The worker needs access to the Docker daemon to spawn task containers. Mount the host’s Docker socket into the worker container:

Terminal window
docker run -v /var/run/docker.sock:/var/run/docker.sock \
-e WARP_API_KEY="$WARP_API_KEY" \
warpdotdev/oz-agent-worker --worker-id "my-worker"

Expected outcome: The worker connects to Oz and logs that it’s listening for tasks.

Terminal window
go install github.com/warpdotdev/oz-agent-worker@latest
oz-agent-worker --api-key "$WARP_API_KEY" --worker-id "my-worker"
Terminal window
git clone https://github.com/warpdotdev/oz-agent-worker.git
cd oz-agent-worker
go build -o oz-agent-worker
./oz-agent-worker --api-key "$WARP_API_KEY" --worker-id "my-worker"

Once started, the worker connects to Oz, waits for tasks routed to its --worker-id, runs each task in an isolated Docker container, and reports status and results back. The worker automatically reconnects if the connection drops.

You can run multiple workers with the same --worker-id for redundancy — Oz distributes tasks across connected workers.


The worker can take configuration either via CLI flags or via a YAML config file. CLI flags take precedence over config file values.

Common CLI flags:

Terminal window
docker run -v /var/run/docker.sock:/var/run/docker.sock \
-e WARP_API_KEY="$WARP_API_KEY" \
warpdotdev/oz-agent-worker \
--worker-id "prod-runner-1" \
--log-level debug \
--max-concurrent-tasks 4 \
--idle-on-complete 10m \
-v /opt/shared-cache:/cache:ro \
-e NPM_TOKEN=your_token \
-e GITHUB_TOKEN

Equivalent config file (config.yaml):

worker_id: "prod-runner-1"
log_level: "debug"
max_concurrent_tasks: 4
idle_on_complete: "10m"
backend:
docker:
volumes:
- "/opt/shared-cache:/cache:ro"
environment:
- name: NPM_TOKEN
value: "your_token"
- name: GITHUB_TOKEN # inherits from host environment

Pass it with --config-file config.yaml. See the self-hosted worker reference for the full flag and config schema.


The worker uses the standard Docker client discovery mechanism to find the Docker daemon:

  1. DOCKER_HOST environment variable (e.g., unix:///var/run/docker.sock, tcp://localhost:2375).
  2. Default socket (/var/run/docker.sock on Linux, ~/.docker/run/docker.sock for rootless Docker).
  3. Docker context via DOCKER_CONTEXT environment variable.
  4. Config file (~/.docker/config.json) for context settings.

Additional Docker environment variables the worker respects:

  • DOCKER_API_VERSION — Specify Docker API version.
  • DOCKER_CERT_PATH — Path to TLS certificates.
  • DOCKER_TLS_VERIFY — Enable TLS verification.

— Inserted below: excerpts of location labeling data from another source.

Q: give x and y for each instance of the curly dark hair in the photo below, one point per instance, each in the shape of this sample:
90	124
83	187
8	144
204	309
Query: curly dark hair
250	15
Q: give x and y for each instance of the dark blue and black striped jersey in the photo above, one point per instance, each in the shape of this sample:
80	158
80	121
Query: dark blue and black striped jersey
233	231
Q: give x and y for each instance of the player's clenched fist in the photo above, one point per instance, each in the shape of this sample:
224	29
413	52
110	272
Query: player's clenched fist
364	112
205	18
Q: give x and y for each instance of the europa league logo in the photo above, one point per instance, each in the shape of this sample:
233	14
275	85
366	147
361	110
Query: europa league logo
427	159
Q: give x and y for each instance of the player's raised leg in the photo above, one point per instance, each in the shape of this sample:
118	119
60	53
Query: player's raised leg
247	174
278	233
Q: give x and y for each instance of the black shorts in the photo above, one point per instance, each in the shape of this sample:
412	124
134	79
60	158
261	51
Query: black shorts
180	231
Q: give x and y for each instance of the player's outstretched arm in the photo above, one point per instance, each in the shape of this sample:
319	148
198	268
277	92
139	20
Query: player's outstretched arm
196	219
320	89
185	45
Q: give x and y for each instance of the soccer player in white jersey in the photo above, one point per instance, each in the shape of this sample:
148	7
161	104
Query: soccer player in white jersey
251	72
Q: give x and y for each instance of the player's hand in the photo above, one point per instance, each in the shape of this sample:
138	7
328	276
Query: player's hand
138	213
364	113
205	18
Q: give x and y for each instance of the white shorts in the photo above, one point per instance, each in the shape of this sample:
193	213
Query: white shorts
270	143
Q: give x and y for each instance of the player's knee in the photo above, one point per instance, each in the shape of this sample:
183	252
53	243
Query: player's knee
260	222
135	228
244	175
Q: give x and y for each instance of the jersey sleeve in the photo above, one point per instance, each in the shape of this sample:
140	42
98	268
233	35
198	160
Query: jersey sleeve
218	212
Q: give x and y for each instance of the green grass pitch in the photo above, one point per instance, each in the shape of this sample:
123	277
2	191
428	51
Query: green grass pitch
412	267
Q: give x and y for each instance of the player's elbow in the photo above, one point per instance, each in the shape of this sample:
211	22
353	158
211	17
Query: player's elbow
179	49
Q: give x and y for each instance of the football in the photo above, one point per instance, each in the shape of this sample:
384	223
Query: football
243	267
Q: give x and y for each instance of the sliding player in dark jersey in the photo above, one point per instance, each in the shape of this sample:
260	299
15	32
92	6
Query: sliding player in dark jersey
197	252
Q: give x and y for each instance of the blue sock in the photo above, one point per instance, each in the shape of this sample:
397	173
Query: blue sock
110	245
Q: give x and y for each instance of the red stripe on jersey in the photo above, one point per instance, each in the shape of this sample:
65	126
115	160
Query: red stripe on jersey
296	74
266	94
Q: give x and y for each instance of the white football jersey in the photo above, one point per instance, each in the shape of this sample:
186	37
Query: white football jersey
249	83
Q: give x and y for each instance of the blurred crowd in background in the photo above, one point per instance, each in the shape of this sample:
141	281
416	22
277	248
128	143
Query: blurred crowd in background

Example: Connecting to a remote Docker daemon

Terminal window
export DOCKER_HOST="tcp://remote-host:2376"
export DOCKER_TLS_VERIFY=1
export DOCKER_CERT_PATH="/path/to/certs"
oz-agent-worker --api-key "$WARP_API_KEY" --worker-id "my-worker"

The worker automatically uses credentials from your Docker config (~/.docker/config.json) when pulling task images. If your environments use images from a private registry, authenticate the worker’s host first:

Terminal window
docker login your-registry.example.com

When running the worker via Docker, mount the Docker config into the container:

Terminal window
docker run \
-v /var/run/docker.sock:/var/run/docker.sock \
-v ~/.docker/config.json:/root/.docker/config.json:ro \
-e WARP_API_KEY="$WARP_API_KEY" \
warpdotdev/oz-agent-worker --worker-id "my-worker"

Once your Docker worker is connected, route tasks to it with --host "<your-worker-id>". Routing is the same across all managed backends — see Routing runs to self-hosted workers for CLI, scheduled, integration, API, and web UI examples.